Suddenly he heard footsteps in the hall. He jerked around just in time to see Gus push the door open—the one Marc realized now that he’d left ajar.
Gus stopped short, looking back and forth between them. Kari was standing with her back to the door. That dress was unbuttoned below her waist. And those damned pink panties…
He had definitely gotten an eyeful.
“I was just bringing you sheets and whatnot,” he told Kari, holding them up. “Tell you what. Why don’t I just leave them right here on the dresser?” As he set them down, he had the nerve t
o smile. “You kids have a good time now.”
With that, he stepped out of the room and closed the door behind him.
“Well, crap,” Marc muttered.
“What’s wrong?” Kari asked.
“I have to go.”
“Uh…okay,” she said, and he swore she sounded disappointed. Wishful thinking?

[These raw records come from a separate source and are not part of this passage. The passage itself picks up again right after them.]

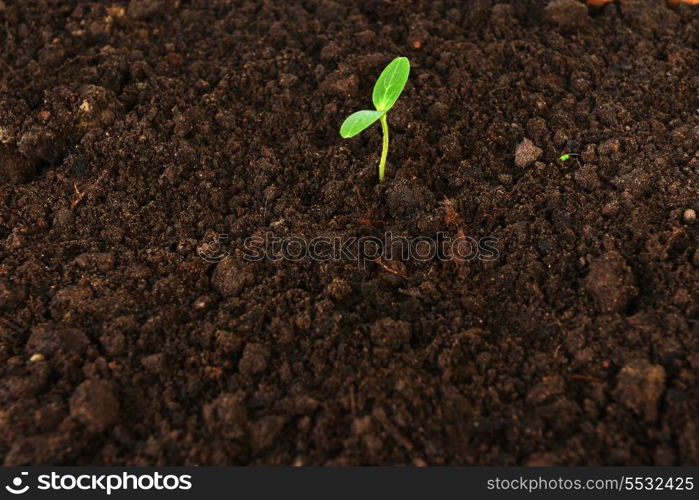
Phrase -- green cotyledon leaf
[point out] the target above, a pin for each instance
(356, 122)
(391, 83)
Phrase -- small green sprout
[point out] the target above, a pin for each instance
(566, 156)
(387, 89)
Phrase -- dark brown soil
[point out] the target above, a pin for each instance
(132, 133)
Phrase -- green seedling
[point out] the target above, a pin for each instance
(567, 156)
(387, 89)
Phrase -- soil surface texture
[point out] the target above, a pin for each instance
(142, 142)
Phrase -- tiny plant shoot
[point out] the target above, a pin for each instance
(387, 89)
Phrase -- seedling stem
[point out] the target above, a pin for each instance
(384, 152)
(388, 87)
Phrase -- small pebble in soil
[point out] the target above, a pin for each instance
(390, 333)
(639, 387)
(526, 153)
(255, 359)
(227, 415)
(610, 281)
(94, 404)
(230, 278)
(143, 9)
(14, 167)
(339, 289)
(566, 14)
(587, 178)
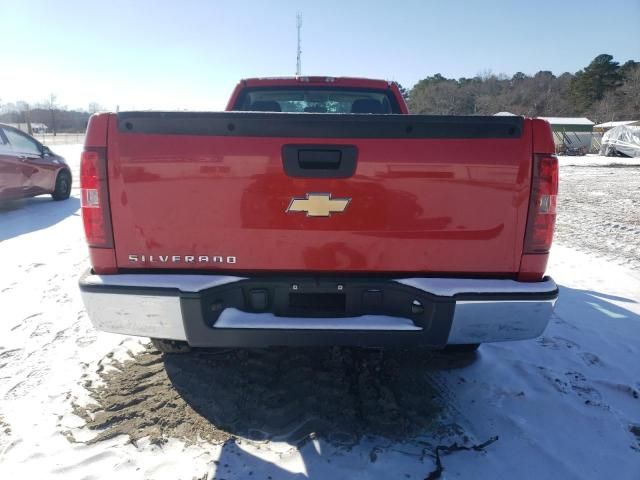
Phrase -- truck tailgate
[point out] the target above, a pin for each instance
(209, 191)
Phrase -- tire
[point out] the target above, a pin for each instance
(460, 349)
(170, 346)
(62, 189)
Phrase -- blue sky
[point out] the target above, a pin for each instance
(190, 53)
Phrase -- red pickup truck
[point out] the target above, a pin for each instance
(317, 211)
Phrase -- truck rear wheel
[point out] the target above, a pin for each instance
(170, 346)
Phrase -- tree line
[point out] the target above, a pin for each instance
(58, 118)
(603, 91)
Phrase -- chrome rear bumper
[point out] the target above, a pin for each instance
(454, 311)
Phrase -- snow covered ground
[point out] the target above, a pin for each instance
(592, 160)
(563, 406)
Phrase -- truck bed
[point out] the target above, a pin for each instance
(214, 192)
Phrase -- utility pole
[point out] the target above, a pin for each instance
(299, 57)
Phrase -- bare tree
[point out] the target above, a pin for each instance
(95, 107)
(52, 106)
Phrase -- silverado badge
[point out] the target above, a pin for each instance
(318, 205)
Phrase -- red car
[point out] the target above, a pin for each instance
(317, 211)
(28, 168)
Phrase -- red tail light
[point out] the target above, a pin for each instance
(94, 201)
(542, 209)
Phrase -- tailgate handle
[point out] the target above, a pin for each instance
(319, 161)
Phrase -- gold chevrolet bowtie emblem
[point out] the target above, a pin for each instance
(318, 204)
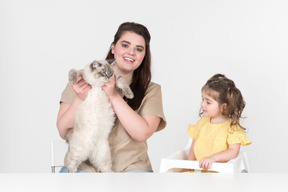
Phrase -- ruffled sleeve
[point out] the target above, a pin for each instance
(238, 136)
(193, 130)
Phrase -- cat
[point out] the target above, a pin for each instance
(95, 118)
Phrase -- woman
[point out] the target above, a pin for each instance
(138, 118)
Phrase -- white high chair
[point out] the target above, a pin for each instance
(58, 151)
(178, 162)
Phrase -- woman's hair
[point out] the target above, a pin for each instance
(225, 91)
(142, 75)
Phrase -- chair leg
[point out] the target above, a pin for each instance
(53, 169)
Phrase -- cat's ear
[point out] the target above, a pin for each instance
(73, 75)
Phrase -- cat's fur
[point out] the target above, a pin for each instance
(95, 118)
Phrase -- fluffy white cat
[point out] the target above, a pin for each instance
(95, 118)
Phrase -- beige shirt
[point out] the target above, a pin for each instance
(128, 154)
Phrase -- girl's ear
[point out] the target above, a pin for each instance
(223, 107)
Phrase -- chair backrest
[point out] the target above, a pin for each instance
(58, 151)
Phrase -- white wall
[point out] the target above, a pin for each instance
(40, 41)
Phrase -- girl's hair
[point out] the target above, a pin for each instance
(226, 92)
(142, 75)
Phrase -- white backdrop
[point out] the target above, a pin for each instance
(40, 41)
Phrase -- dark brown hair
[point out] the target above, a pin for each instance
(142, 75)
(227, 93)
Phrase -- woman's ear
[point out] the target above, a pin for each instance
(112, 48)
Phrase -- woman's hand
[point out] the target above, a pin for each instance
(207, 162)
(81, 88)
(109, 87)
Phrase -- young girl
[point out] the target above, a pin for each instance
(218, 135)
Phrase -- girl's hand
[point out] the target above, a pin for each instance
(81, 88)
(109, 87)
(207, 162)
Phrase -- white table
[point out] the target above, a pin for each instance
(138, 182)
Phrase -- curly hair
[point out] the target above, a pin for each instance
(227, 93)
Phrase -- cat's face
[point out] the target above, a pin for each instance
(98, 71)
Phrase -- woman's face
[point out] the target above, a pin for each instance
(129, 52)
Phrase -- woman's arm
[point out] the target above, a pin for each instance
(138, 127)
(231, 153)
(67, 113)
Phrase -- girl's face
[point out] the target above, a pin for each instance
(209, 106)
(129, 52)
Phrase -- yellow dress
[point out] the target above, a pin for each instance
(215, 138)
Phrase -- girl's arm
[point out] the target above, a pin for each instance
(191, 152)
(67, 113)
(231, 153)
(138, 127)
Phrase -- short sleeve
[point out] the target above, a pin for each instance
(152, 104)
(193, 132)
(238, 136)
(68, 95)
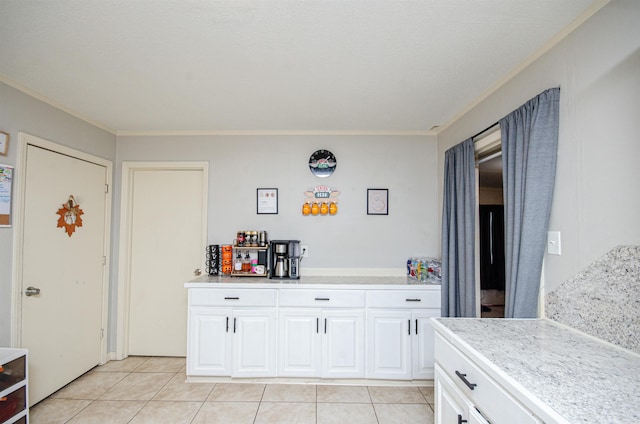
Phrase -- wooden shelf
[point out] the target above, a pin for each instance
(246, 274)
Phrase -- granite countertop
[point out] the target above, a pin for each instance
(581, 378)
(310, 282)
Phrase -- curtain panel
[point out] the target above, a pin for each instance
(458, 232)
(529, 150)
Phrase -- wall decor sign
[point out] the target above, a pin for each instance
(377, 201)
(4, 143)
(70, 216)
(267, 201)
(6, 178)
(320, 200)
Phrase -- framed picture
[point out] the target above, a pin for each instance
(267, 201)
(4, 143)
(377, 201)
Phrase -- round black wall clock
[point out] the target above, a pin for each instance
(322, 163)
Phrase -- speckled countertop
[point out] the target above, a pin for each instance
(581, 378)
(309, 282)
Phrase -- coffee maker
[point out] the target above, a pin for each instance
(284, 259)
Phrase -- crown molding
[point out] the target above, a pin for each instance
(546, 47)
(30, 92)
(273, 132)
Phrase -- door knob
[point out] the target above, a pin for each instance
(32, 291)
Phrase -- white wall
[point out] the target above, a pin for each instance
(596, 203)
(20, 112)
(406, 165)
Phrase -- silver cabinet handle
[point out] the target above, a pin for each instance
(32, 291)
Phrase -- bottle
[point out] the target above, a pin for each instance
(246, 263)
(237, 266)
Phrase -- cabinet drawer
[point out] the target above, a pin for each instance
(232, 297)
(322, 298)
(489, 397)
(410, 299)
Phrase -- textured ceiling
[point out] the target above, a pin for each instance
(299, 65)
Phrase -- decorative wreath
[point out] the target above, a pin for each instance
(70, 216)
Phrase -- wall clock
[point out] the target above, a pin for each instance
(322, 163)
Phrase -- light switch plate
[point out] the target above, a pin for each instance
(554, 246)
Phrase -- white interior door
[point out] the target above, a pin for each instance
(62, 325)
(167, 216)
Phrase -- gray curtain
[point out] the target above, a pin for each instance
(458, 232)
(529, 148)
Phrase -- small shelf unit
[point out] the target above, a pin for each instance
(14, 403)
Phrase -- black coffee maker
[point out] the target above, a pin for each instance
(284, 259)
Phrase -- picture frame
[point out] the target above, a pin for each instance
(377, 201)
(4, 143)
(267, 201)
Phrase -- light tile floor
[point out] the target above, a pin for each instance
(141, 390)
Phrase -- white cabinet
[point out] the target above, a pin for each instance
(254, 343)
(232, 333)
(462, 388)
(452, 406)
(209, 341)
(399, 333)
(343, 344)
(321, 333)
(307, 332)
(299, 350)
(13, 386)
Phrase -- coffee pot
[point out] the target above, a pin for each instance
(284, 259)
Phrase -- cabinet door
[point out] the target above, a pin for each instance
(254, 343)
(423, 343)
(299, 345)
(342, 343)
(476, 417)
(209, 343)
(389, 345)
(450, 408)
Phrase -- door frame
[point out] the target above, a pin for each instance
(24, 140)
(124, 251)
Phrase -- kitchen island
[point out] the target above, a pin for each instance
(536, 370)
(314, 328)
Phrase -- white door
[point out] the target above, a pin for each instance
(254, 343)
(167, 236)
(389, 345)
(299, 343)
(343, 344)
(62, 325)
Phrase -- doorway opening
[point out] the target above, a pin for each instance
(490, 266)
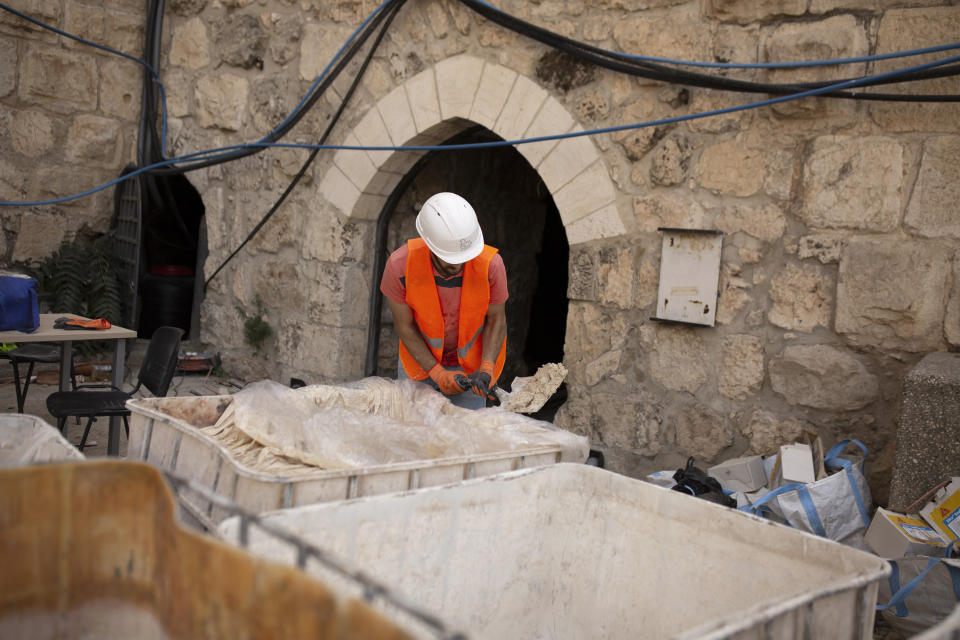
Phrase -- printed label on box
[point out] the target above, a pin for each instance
(916, 529)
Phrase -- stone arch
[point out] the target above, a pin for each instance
(447, 98)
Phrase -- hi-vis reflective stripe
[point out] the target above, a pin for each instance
(465, 349)
(435, 343)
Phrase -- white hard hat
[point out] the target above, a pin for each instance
(448, 224)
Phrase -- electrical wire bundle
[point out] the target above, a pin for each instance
(155, 165)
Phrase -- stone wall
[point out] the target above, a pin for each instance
(68, 118)
(840, 265)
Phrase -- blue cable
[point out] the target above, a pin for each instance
(847, 84)
(765, 65)
(326, 69)
(156, 76)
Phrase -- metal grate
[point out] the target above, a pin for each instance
(126, 242)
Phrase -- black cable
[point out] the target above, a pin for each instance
(392, 9)
(625, 64)
(294, 118)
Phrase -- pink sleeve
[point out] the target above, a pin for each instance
(497, 274)
(391, 284)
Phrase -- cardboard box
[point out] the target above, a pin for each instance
(796, 463)
(740, 474)
(896, 535)
(943, 510)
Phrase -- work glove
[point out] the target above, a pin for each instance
(483, 380)
(77, 323)
(450, 382)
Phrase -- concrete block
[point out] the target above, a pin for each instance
(524, 102)
(495, 85)
(371, 131)
(928, 436)
(424, 104)
(355, 164)
(586, 193)
(395, 110)
(457, 82)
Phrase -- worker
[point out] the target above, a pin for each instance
(447, 292)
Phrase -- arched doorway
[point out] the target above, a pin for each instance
(518, 216)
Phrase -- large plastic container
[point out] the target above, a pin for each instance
(165, 432)
(26, 439)
(91, 550)
(948, 629)
(573, 551)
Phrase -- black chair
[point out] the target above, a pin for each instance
(156, 373)
(32, 353)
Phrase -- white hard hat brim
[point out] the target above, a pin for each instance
(454, 258)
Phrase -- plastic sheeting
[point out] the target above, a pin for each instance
(26, 439)
(371, 422)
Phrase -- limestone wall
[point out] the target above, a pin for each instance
(840, 264)
(68, 118)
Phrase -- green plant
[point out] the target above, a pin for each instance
(255, 329)
(80, 278)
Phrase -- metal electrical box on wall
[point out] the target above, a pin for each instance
(689, 276)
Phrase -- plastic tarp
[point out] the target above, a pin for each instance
(376, 421)
(26, 439)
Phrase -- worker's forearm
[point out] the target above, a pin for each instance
(415, 345)
(494, 333)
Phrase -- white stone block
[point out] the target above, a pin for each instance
(422, 95)
(552, 119)
(495, 85)
(355, 164)
(395, 110)
(604, 223)
(586, 193)
(372, 132)
(522, 106)
(339, 191)
(457, 82)
(567, 159)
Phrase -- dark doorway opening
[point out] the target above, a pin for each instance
(518, 216)
(173, 248)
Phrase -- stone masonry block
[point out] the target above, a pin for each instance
(524, 102)
(932, 209)
(339, 191)
(371, 131)
(553, 118)
(457, 82)
(62, 81)
(746, 11)
(928, 436)
(8, 71)
(568, 158)
(603, 223)
(94, 140)
(892, 293)
(190, 47)
(355, 164)
(394, 108)
(424, 104)
(854, 182)
(588, 192)
(495, 85)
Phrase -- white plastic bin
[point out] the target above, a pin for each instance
(948, 629)
(164, 432)
(26, 439)
(573, 551)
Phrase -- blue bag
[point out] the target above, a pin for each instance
(19, 308)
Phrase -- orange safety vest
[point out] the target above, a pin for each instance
(423, 298)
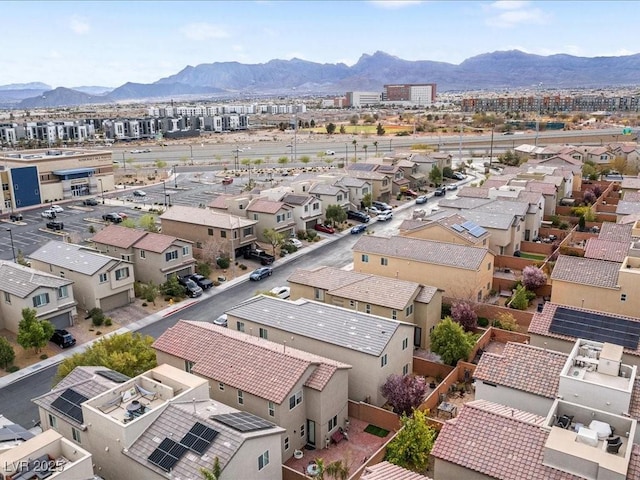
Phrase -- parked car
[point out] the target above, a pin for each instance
(321, 227)
(384, 216)
(63, 339)
(281, 292)
(192, 289)
(221, 320)
(260, 273)
(55, 225)
(112, 217)
(356, 215)
(203, 282)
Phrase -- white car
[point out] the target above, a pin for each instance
(281, 292)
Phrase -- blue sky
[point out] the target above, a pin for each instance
(109, 43)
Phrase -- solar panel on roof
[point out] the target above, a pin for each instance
(114, 376)
(199, 438)
(167, 454)
(69, 404)
(243, 421)
(596, 327)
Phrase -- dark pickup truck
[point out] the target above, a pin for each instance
(255, 254)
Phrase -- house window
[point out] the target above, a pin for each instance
(295, 400)
(40, 300)
(122, 273)
(383, 360)
(333, 423)
(263, 460)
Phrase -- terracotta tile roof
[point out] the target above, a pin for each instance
(616, 232)
(263, 205)
(389, 471)
(205, 217)
(256, 366)
(117, 236)
(426, 251)
(496, 444)
(523, 367)
(586, 271)
(541, 322)
(606, 250)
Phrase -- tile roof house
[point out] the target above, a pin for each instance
(99, 281)
(461, 271)
(210, 231)
(375, 347)
(281, 384)
(390, 298)
(155, 256)
(25, 287)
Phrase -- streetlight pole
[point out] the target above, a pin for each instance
(13, 250)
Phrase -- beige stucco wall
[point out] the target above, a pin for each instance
(456, 282)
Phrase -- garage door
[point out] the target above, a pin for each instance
(114, 301)
(61, 321)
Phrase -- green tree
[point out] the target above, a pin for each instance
(7, 354)
(129, 353)
(449, 340)
(336, 214)
(34, 333)
(275, 239)
(412, 445)
(148, 222)
(435, 176)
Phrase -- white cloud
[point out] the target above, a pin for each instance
(395, 4)
(79, 25)
(203, 31)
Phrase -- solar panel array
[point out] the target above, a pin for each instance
(199, 438)
(596, 327)
(243, 421)
(114, 376)
(69, 404)
(167, 454)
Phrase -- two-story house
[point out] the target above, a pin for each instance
(375, 347)
(386, 297)
(99, 281)
(462, 271)
(23, 287)
(309, 399)
(210, 230)
(155, 256)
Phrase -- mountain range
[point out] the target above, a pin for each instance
(491, 71)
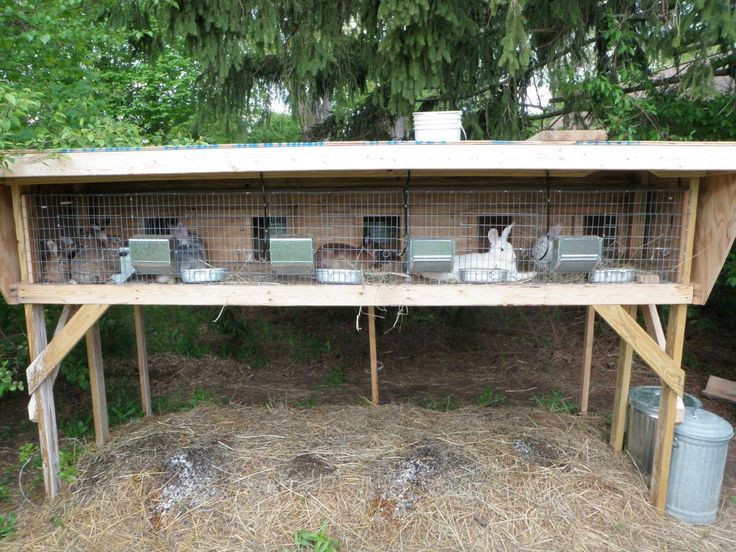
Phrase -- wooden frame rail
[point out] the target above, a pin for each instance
(428, 295)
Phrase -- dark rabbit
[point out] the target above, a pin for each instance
(190, 253)
(56, 264)
(95, 258)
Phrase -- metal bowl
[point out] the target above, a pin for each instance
(202, 275)
(611, 275)
(483, 275)
(338, 276)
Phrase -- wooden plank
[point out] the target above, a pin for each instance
(53, 353)
(720, 388)
(653, 324)
(715, 231)
(142, 356)
(341, 295)
(589, 135)
(66, 312)
(625, 326)
(45, 408)
(621, 395)
(219, 161)
(10, 267)
(587, 359)
(690, 210)
(663, 449)
(667, 410)
(373, 353)
(97, 384)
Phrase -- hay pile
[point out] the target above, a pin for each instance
(388, 478)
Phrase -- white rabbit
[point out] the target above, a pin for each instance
(500, 256)
(56, 264)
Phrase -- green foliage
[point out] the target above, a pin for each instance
(492, 397)
(7, 525)
(729, 270)
(318, 541)
(180, 402)
(555, 402)
(8, 381)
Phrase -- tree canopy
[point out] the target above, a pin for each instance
(386, 58)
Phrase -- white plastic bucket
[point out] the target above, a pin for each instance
(437, 126)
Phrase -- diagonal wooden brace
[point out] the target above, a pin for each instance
(646, 347)
(63, 342)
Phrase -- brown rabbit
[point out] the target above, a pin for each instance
(95, 261)
(56, 264)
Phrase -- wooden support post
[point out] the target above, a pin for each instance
(587, 359)
(142, 355)
(653, 324)
(97, 385)
(667, 411)
(48, 359)
(621, 396)
(674, 349)
(373, 353)
(45, 408)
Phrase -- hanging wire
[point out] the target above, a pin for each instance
(405, 195)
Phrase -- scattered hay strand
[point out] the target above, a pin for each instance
(388, 478)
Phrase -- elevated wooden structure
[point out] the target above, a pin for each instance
(703, 174)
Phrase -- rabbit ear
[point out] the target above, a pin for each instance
(506, 232)
(493, 236)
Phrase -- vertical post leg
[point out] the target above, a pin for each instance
(621, 397)
(97, 385)
(373, 353)
(587, 359)
(142, 355)
(667, 411)
(45, 408)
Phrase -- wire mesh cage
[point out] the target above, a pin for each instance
(478, 234)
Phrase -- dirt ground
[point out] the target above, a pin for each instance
(442, 363)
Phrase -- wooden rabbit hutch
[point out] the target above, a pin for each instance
(613, 226)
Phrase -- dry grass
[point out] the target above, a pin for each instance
(388, 478)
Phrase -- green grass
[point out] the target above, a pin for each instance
(492, 397)
(318, 541)
(443, 402)
(555, 401)
(7, 525)
(179, 401)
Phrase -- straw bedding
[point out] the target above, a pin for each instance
(387, 478)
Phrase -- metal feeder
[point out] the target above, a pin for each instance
(153, 254)
(291, 255)
(573, 253)
(431, 255)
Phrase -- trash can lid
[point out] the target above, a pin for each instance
(704, 425)
(646, 399)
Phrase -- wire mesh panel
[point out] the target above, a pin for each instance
(484, 233)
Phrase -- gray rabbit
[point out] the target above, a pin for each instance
(56, 262)
(190, 253)
(93, 262)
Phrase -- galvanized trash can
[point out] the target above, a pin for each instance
(641, 425)
(698, 462)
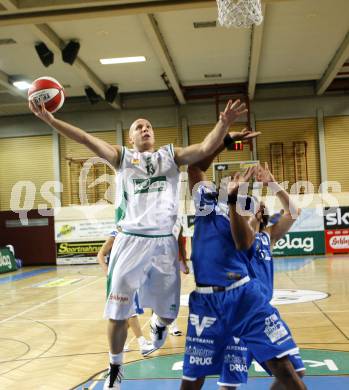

It didn’t matter. He had to get out of there. It didn’t bother him for somebody to know he was with a woman. But it did bother him for somebody to think he was ravishing a helpless woman he didn’t even know an hour after she was in an accident. He would have liked to have said he didn’t care about any of that, but in a town the size of Rainbow Valley, gossip took on a life of its own.
He headed for the door, calling back over his shoulder, “Like I said before, I’ll talk to Rick in the morning to tell him where to pick up your car. Gus will tell you how to get to his place.”
“Okay.”
He started out of the room only to turn back. “And the next time you think about doing something like leaving your wedding and driving two hundred miles, check the weather report.”
“I will.”
“And for God’s sake, take the dress off first.”
She nodded. He left the room, then stuck his head back inside again, pointing his finger at her. “And don’t you ever—ever—let a man you don’t know undress you again.”
“Even a nondangerous one?”
“You know what I mean. You lucked out tonight. Never forget that.”
Marc left her standing in the middle of the room, still clutching that dress to her breasts, and trotted down the stairs. He went straight to the bench near the front door to put his boots back on. Gus had settled into an overstuffed chair nearby, wearing a smirk that said he thought the whole thing was just a little too funny.
“That wasn’t what you think,” Marc said, grabbing one of his boots.
“Hey, no business of mine,” Gus said.